The Midnight Zoo by Sonya Hartnett

Author:Sonya Hartnett [Hartnett, Sonya]
Language: eng
Format: epub, mobi
ISBN: 9780763656324
Publisher: Candlewick Press
Published: 2010-11-09T13:00:00+00:00


What Andrej remembered perfectly was the scarlet kite. Someone had brought it to the celebration and all afternoon it zipped and soared above the trees, although down in the clearing there was almost no breeze and the women had to flap their aprons to encourage the cooking flames to bite. Andrej played soccer with the other boys, most of whom were his cousins or in some other way related. The weather was pleasantly warm that day and the boys played without shirts, and in the rough-and-tumble their olive-skinned chests became scuffed with grass and dirt. Whenever Andrej paused to catch his breath, he looked up in search of the kite. Its canopy was cardinal-red, its tail a string of white feathers. He remembered seeing his cousin Mirabela running in circles with the kite jolting and swooping above her and a gaggle of the younger children dashing along behind her, begging to hold on to the string. Tomas was not among them, nor was he playing soccer. He could be shy with people he didn’t know well, and whenever there was a gathering he preferred to stay close to his mother.

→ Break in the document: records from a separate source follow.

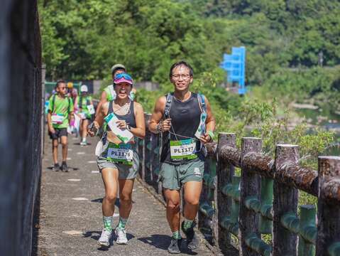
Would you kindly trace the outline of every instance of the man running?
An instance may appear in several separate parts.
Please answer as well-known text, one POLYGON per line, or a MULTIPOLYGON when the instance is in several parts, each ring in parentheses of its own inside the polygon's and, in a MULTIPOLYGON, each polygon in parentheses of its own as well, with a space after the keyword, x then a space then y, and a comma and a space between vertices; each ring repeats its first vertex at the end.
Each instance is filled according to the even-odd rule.
POLYGON ((48 124, 50 137, 53 140, 52 152, 53 154, 53 170, 68 171, 66 159, 67 158, 67 127, 69 119, 71 124, 75 122, 73 103, 67 97, 65 81, 60 80, 55 86, 57 94, 50 97, 48 124), (60 167, 57 161, 57 147, 59 139, 62 146, 62 163, 60 167))
POLYGON ((180 190, 183 186, 185 204, 181 228, 188 248, 194 250, 199 245, 193 228, 204 169, 203 145, 214 137, 215 119, 207 99, 190 91, 193 70, 187 63, 173 64, 170 80, 174 85, 174 92, 157 100, 149 129, 155 134, 163 132, 160 180, 167 202, 167 219, 172 232, 168 250, 180 253, 180 190))
POLYGON ((87 136, 87 127, 92 121, 92 115, 95 113, 93 106, 92 97, 89 95, 87 85, 80 87, 80 96, 79 97, 79 116, 81 118, 79 132, 82 137, 80 146, 87 145, 86 137, 87 136))
POLYGON ((104 145, 97 159, 105 188, 102 204, 104 229, 98 243, 106 247, 110 245, 118 186, 120 206, 119 223, 115 230, 116 242, 128 242, 125 225, 132 208, 132 190, 139 167, 136 137, 143 139, 146 134, 143 107, 128 97, 133 87, 131 77, 126 73, 118 74, 114 85, 116 97, 102 105, 89 127, 89 134, 94 136, 99 127, 106 124, 103 136, 104 145))
MULTIPOLYGON (((115 64, 111 68, 111 73, 112 74, 112 80, 114 80, 114 77, 118 74, 121 74, 126 72, 126 68, 123 64, 115 64)), ((129 93, 128 97, 130 100, 133 100, 136 96, 136 90, 135 88, 132 88, 131 91, 129 93)), ((102 105, 107 102, 110 102, 116 99, 116 94, 114 88, 114 85, 108 85, 104 89, 103 92, 102 92, 102 96, 100 97, 100 102, 98 104, 96 110, 96 116, 98 114, 98 112, 100 110, 102 105)))

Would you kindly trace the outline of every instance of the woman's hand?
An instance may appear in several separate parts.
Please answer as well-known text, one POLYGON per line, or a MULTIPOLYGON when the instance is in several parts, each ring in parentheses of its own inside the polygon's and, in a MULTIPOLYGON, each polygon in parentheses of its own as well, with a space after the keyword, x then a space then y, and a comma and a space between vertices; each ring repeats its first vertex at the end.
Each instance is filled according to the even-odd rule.
POLYGON ((127 129, 128 124, 125 120, 117 120, 116 121, 117 127, 121 129, 127 129))
POLYGON ((98 133, 98 130, 100 128, 99 124, 96 121, 94 121, 91 124, 88 126, 87 133, 89 136, 94 137, 98 133))

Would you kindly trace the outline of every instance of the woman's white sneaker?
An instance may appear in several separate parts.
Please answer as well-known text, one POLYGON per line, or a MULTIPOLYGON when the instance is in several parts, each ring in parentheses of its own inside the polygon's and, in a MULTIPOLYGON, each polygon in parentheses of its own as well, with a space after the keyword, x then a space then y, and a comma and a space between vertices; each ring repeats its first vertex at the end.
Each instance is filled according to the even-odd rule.
POLYGON ((100 235, 99 239, 98 240, 98 244, 102 246, 109 247, 110 245, 110 239, 112 231, 107 231, 103 230, 102 231, 102 235, 100 235))
POLYGON ((116 228, 116 235, 117 236, 116 242, 119 245, 126 245, 128 243, 128 239, 126 238, 126 231, 125 229, 120 229, 116 228))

Andrej wished Uncle Marin and some of the other men would join the game. It was always more fun when the grown-ups played too. They kicked the ball cleverly, and with such focused strength; when they scored a goal, they turned cartwheels and ran around whooping. They didn’t take the match seriously, as some of the boys did. That afternoon, however, the men stood talking around the horses, subdued and shadow-eyed.

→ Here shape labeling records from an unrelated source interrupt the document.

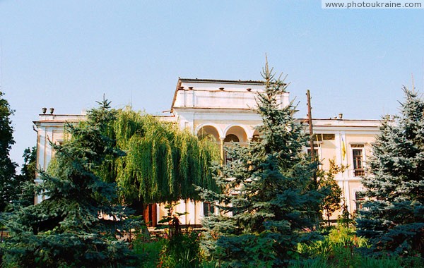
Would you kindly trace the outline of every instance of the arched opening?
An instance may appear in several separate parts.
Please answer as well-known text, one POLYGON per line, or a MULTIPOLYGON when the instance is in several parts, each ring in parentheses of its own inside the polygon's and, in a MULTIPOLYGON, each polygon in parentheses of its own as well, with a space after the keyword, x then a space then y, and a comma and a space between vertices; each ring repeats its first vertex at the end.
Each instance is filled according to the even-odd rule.
POLYGON ((227 135, 227 136, 225 137, 225 139, 224 140, 224 142, 238 142, 240 140, 239 140, 238 137, 236 136, 234 134, 228 134, 227 135))
POLYGON ((233 126, 227 130, 225 133, 225 139, 230 135, 235 135, 238 138, 237 142, 244 145, 247 142, 247 135, 243 128, 240 126, 233 126))
POLYGON ((204 126, 197 131, 197 138, 199 140, 204 139, 206 137, 211 137, 215 142, 219 142, 219 133, 214 126, 204 126))
MULTIPOLYGON (((227 147, 230 147, 233 146, 234 142, 237 142, 244 146, 247 144, 247 135, 245 129, 239 126, 233 126, 227 130, 225 138, 224 139, 224 145, 227 147)), ((225 164, 230 165, 235 159, 225 151, 224 160, 225 164)))
POLYGON ((253 136, 252 137, 252 142, 257 142, 260 140, 261 140, 261 135, 259 134, 259 132, 255 129, 254 132, 253 133, 253 136))

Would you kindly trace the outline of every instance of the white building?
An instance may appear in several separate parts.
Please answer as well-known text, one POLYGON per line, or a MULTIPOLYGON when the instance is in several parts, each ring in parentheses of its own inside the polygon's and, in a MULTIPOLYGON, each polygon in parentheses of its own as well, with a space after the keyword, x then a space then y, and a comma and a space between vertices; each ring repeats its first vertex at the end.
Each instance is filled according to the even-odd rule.
MULTIPOLYGON (((171 105, 170 116, 161 116, 163 121, 176 122, 181 128, 188 128, 195 135, 213 135, 221 150, 226 142, 241 145, 254 140, 259 135, 255 127, 261 122, 255 112, 258 92, 263 92, 264 83, 252 80, 219 80, 179 78, 171 105)), ((284 92, 278 99, 281 107, 289 103, 289 93, 284 92)), ((84 115, 40 115, 35 121, 37 131, 37 166, 47 169, 53 156, 48 140, 60 142, 64 139, 66 121, 83 120, 84 115)), ((300 123, 306 121, 298 119, 300 123)), ((329 168, 329 159, 338 164, 348 165, 346 171, 337 174, 336 180, 343 190, 349 212, 356 209, 356 193, 362 190, 360 176, 365 173, 367 158, 371 153, 371 143, 379 133, 379 121, 346 120, 341 118, 314 119, 314 133, 317 135, 314 150, 322 162, 322 169, 329 168)), ((305 130, 307 130, 305 124, 305 130)), ((305 148, 305 150, 307 148, 305 148)), ((41 181, 37 178, 36 181, 41 181)), ((42 200, 39 196, 35 202, 42 200)), ((150 207, 149 220, 158 221, 166 214, 163 205, 150 207)), ((182 200, 177 208, 189 214, 180 218, 183 224, 200 224, 201 217, 208 213, 207 205, 201 202, 182 200)))

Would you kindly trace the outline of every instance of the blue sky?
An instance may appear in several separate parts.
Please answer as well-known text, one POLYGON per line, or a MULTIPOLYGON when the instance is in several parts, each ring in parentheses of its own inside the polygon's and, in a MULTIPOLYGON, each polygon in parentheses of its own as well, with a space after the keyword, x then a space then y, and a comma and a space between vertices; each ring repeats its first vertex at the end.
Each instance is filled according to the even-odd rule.
POLYGON ((178 77, 288 75, 306 115, 378 119, 401 86, 424 92, 424 9, 322 9, 320 1, 0 0, 1 89, 16 114, 22 163, 42 107, 80 114, 103 93, 112 106, 168 110, 178 77))

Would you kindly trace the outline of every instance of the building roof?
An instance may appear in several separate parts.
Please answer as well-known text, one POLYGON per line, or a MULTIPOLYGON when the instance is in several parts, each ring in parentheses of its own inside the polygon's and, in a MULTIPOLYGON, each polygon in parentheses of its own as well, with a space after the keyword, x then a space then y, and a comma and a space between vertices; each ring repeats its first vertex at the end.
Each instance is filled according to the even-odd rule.
POLYGON ((175 88, 175 92, 174 93, 174 97, 172 99, 172 103, 171 104, 170 112, 174 111, 174 104, 177 99, 177 95, 178 90, 181 89, 181 85, 183 83, 220 83, 220 84, 232 84, 232 85, 265 85, 264 81, 259 80, 219 80, 219 79, 199 79, 199 78, 178 78, 178 82, 177 83, 177 87, 175 88))

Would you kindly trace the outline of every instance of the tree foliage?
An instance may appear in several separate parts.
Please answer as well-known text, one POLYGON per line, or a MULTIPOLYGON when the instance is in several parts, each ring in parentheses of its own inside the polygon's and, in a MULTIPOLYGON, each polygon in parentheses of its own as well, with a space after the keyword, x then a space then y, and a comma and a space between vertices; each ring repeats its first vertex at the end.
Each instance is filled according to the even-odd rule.
POLYGON ((116 182, 127 204, 198 199, 194 184, 216 189, 209 169, 218 157, 210 139, 131 110, 119 110, 108 131, 126 156, 108 162, 100 173, 116 182))
POLYGON ((94 171, 106 158, 123 155, 105 135, 115 119, 109 102, 87 120, 68 125, 69 140, 52 145, 54 165, 36 188, 47 197, 6 219, 11 237, 1 246, 6 267, 114 267, 128 264, 128 245, 117 238, 128 229, 128 209, 116 205, 116 185, 94 171))
POLYGON ((11 146, 15 143, 11 116, 13 111, 0 92, 0 212, 18 198, 19 193, 15 177, 16 164, 9 157, 11 146))
POLYGON ((344 172, 347 167, 344 165, 336 164, 334 159, 329 159, 329 162, 330 164, 329 170, 326 171, 320 170, 317 176, 319 178, 318 181, 319 188, 327 192, 321 207, 326 217, 329 226, 330 217, 334 212, 341 208, 342 190, 334 180, 334 176, 341 172, 344 172))
POLYGON ((220 212, 206 218, 202 245, 212 258, 229 267, 287 265, 297 254, 298 243, 316 236, 305 231, 318 224, 319 212, 313 208, 324 197, 311 190, 317 163, 302 152, 308 137, 295 122, 295 107, 278 106, 287 85, 267 65, 263 75, 266 88, 257 99, 259 140, 226 148, 234 160, 214 166, 222 193, 201 189, 220 212))
POLYGON ((400 115, 394 121, 384 118, 372 147, 358 233, 370 238, 377 254, 424 256, 424 101, 404 91, 400 115))

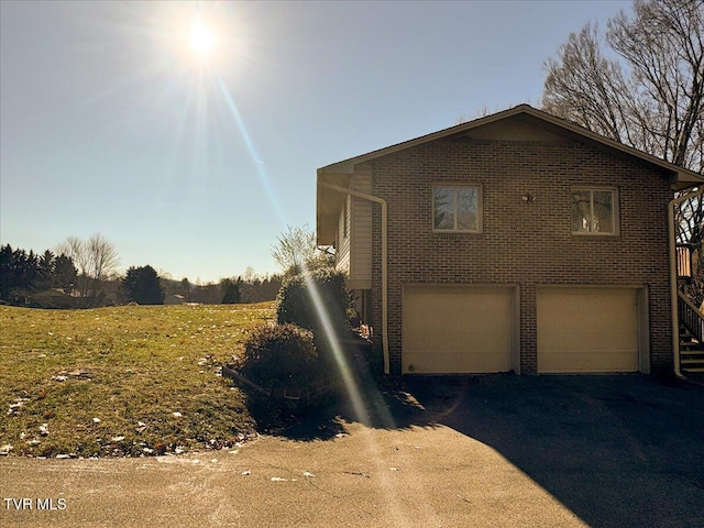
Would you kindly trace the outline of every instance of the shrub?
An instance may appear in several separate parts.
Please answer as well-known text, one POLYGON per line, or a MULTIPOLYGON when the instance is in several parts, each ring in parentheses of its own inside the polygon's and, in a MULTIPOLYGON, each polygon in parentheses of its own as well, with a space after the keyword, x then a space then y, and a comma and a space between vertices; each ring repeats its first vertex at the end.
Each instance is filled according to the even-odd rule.
MULTIPOLYGON (((327 311, 333 329, 343 330, 350 299, 344 286, 344 273, 327 267, 310 272, 308 277, 320 296, 321 308, 327 311)), ((323 334, 323 324, 304 275, 287 280, 282 286, 277 300, 276 318, 279 323, 298 324, 312 330, 317 337, 323 334)))
POLYGON ((244 343, 240 372, 264 388, 311 385, 320 374, 312 332, 295 324, 257 328, 244 343))

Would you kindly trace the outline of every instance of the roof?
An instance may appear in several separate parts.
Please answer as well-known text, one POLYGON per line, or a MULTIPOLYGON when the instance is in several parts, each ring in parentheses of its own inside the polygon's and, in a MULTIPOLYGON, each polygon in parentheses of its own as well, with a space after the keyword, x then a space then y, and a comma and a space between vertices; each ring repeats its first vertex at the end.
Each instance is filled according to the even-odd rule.
MULTIPOLYGON (((371 162, 382 156, 422 145, 442 138, 469 134, 476 129, 485 128, 507 119, 518 120, 524 124, 538 127, 546 133, 568 136, 581 142, 591 142, 602 147, 642 160, 646 163, 664 169, 664 172, 670 175, 670 182, 673 190, 685 189, 704 183, 704 176, 701 174, 673 165, 664 160, 660 160, 659 157, 605 138, 596 132, 585 129, 584 127, 580 127, 579 124, 554 117, 550 113, 543 112, 542 110, 532 108, 529 105, 519 105, 502 112, 493 113, 466 123, 461 123, 438 132, 421 135, 420 138, 327 165, 318 169, 318 182, 327 182, 346 187, 349 184, 349 176, 353 174, 354 166, 358 164, 371 162)), ((334 228, 330 227, 330 222, 332 221, 333 224, 337 226, 337 215, 341 207, 341 200, 342 197, 339 193, 322 189, 318 186, 318 243, 321 245, 330 244, 332 243, 332 240, 334 240, 334 228), (334 218, 331 218, 331 216, 334 216, 334 218)))

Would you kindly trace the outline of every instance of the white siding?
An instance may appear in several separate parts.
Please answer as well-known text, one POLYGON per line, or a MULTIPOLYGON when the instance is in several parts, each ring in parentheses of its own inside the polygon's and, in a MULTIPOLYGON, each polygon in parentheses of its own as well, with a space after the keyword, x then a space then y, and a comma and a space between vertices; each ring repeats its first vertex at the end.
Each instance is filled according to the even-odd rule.
MULTIPOLYGON (((351 188, 372 194, 371 170, 358 172, 351 188)), ((350 200, 349 284, 351 289, 372 287, 372 207, 370 200, 352 197, 350 200)))
MULTIPOLYGON (((346 237, 345 237, 345 229, 344 229, 344 222, 349 222, 350 221, 350 215, 351 215, 351 208, 350 208, 350 197, 348 196, 345 199, 345 204, 346 206, 343 207, 342 209, 340 209, 340 216, 338 217, 338 235, 336 237, 336 240, 338 242, 338 246, 336 249, 336 268, 338 270, 342 270, 345 273, 350 273, 350 230, 346 230, 346 237), (346 218, 345 218, 346 216, 346 218)), ((348 223, 348 226, 350 226, 348 223)))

It was the Feast Day of Black Sarah. She was the Gypsies’ patron saint. Being their patron saint meant Sarah listened more closely to Rom prayers than to those of anybody else. Praying directly to her increased the chances of a prayer coming true. That day Andrej was praying for a soccer ball of his own. He’d been making necklaces out of painted beads and trying to sell them in towns that they passed, but lately it seemed nobody had need of a necklace, nor patience for the Gypsy boy peddling them. He’d never get a soccer ball without the aid of prayer.

Traditionally, the celebrations in honor of Saint Sarah were noisy affairs. After dipping the saint’s black-faced statue in water in homage to Sarah’s miraculous sea journey, then offering up heartfelt thanks for the kindnesses she’d done them over the past year — a lame colt made sound, a woman delivered of twins, an ugly grandson finally married — the clan would celebrate. Many of its members hadn’t seen one another since the previous Feast Day. There was news to share about births and deaths, gossip to spread about robbery and kisses, hair-raising adventures from the road to act out hilariously. Handiworks were compared, babies were displayed, coins were tossed, dice rolled. Horses were paraded before critical eyes, guitar and violin strings were tuned. Wine barrels were opened, and chickens were slaughtered to roast on spits alongside leaping lambs. The clearing would smell deliciously, and everyone would be happy.